Suppose we have a signed graph \(G = (V, E)\) where each node represents a member in a parliament. All members of the parliament will vote up (1) or down (0) on some measure. Every edge is annotated with either \(+\) or \(-\), indicating whether two members prefer to agree (\(+\)) or disagree (\(-\)) with each other on their positions. If you'd like, imagine that two members who are fighting prefer to disagree on their votes, while two strong friends prefer to agree on their votes. The goal of the fundamental cycle balancing problem is to assign each node a 0 / 1 label such that all of the edge constraints on agreement / disagreement are respected.

Background on Cycle Balancing

We can easily construct graphs that are impossible to label without violating at least one edge constraint (consider a triangle graph with exactly one negative edge). In practice, we settle on minimizing the number of violated constraints. The minimum number of violated constraints for a signed graph (across all possible labellings) is called the frustration index. Finding the exact value of the frustration index turns out to be NP-hard. We define a balanced graph as a signed graph where all edge constraints are satisfied, so the frustration index is the minimum number of edges whose signs we must flip to obtain a balanced state.

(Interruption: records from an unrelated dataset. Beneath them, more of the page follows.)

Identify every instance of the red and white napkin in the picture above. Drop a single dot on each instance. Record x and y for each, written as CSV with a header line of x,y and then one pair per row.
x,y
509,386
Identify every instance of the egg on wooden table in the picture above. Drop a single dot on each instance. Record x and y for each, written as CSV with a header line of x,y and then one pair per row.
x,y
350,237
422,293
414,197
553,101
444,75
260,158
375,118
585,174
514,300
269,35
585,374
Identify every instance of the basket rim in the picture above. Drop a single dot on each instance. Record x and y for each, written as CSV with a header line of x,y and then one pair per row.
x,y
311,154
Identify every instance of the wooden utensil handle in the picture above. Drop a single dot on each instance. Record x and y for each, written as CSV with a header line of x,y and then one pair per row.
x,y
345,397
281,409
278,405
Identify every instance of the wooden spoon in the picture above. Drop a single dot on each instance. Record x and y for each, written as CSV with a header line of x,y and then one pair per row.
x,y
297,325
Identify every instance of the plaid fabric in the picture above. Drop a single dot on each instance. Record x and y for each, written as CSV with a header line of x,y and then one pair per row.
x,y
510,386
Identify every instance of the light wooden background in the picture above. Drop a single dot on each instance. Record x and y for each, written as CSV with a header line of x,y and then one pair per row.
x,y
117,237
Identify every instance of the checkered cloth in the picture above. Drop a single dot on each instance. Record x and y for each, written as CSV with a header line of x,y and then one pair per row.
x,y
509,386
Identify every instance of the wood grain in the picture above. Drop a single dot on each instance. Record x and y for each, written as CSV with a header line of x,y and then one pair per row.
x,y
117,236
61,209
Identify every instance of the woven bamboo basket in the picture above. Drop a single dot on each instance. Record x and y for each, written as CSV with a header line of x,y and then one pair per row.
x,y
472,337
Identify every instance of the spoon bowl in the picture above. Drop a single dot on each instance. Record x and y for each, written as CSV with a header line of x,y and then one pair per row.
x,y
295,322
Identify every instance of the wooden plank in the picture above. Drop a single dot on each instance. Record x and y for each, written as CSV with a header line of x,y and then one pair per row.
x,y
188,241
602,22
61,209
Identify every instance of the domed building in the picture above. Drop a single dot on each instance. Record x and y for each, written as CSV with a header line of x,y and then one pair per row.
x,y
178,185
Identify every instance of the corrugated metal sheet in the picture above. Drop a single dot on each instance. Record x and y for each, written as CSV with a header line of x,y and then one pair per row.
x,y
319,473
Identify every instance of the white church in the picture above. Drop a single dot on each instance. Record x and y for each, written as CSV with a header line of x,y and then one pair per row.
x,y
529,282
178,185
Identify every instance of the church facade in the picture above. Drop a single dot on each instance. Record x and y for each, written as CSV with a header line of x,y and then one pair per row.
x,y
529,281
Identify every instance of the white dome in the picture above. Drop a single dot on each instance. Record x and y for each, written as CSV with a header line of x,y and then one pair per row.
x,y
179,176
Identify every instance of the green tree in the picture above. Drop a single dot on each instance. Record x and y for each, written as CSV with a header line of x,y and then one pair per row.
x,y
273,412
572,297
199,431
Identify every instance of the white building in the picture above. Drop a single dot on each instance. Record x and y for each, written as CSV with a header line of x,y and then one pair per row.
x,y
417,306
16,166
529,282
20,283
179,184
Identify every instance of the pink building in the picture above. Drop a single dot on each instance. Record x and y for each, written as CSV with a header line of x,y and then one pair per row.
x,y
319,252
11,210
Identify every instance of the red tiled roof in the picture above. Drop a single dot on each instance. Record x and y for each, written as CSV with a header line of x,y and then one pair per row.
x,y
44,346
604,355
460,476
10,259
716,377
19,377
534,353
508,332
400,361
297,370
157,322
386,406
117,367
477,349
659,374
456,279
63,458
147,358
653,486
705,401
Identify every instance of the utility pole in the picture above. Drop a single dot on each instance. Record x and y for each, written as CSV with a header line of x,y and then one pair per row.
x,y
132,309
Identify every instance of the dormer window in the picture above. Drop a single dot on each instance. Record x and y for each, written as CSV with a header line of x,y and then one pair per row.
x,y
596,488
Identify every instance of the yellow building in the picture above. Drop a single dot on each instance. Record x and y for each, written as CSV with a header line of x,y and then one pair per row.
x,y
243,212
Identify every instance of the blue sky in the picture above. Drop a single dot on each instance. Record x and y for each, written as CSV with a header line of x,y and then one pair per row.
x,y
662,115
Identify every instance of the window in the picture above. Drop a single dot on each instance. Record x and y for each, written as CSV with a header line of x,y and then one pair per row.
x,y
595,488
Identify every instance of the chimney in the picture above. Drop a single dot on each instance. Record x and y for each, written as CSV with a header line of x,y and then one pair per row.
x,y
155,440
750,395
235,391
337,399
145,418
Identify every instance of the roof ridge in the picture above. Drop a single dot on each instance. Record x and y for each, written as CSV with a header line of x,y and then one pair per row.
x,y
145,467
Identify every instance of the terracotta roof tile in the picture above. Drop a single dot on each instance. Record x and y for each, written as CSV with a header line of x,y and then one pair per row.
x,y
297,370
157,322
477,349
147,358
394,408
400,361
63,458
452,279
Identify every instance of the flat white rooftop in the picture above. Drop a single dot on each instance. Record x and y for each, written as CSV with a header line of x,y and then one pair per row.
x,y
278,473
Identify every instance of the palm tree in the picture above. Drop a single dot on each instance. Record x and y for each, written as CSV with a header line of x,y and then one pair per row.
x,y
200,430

A 2021 Supercomputing paper (Alabandi et al.) does a pretty good job introducing this problem. It shifts the goalposts a bit; instead of computing the frustration index, it seeks to sample the frustration cloud, the set of minimally balanced states of the graph. A signed graph with some subset of edges \(Q\) with flipped labels is called minimally balanced iff:

  1. The graph is balanced
  2. No strict subset \(P \subset Q\) of those edges flipped in the original graph yields a balanced graph.

Generating a minimally balanced state is simple: pick any spanning tree of the graph and declare that all edges in that spanning tree must satisfy their edge constraints. Then loop through all remaining edges of the graph to determine whether their constraints are satisfied or violated. The SC21 paper proposes GraphB+, an parallel algorithm to sample the frustration cloud. It samples spanning trees on several GPUs and uses a traversal algorithm to identify the number of constraints violated by obeying all constraints in each tree.

The GraphB+ algorithm is not optimal. Here are some notes:

  1. Once the GraphB+ algorithm samples a spanning tree, it does more work than necessary to identify violated constraints. Once we declare that every constraint in the spanning tree is obeyed, we can label each node to respect those choices by arbitrarily assigning 0 to the root and traversing the rest of the tree. From there, it suffices to loop over all edges not in the tree, read off the labels of their endpoints (along with the sign of the edge), and count up the number of violated constraints. GraphB+, by contrast, uses a more complicated cycle traversal algorithm to identify each violated constraint, along with potentially unecessary metadata on each vertex.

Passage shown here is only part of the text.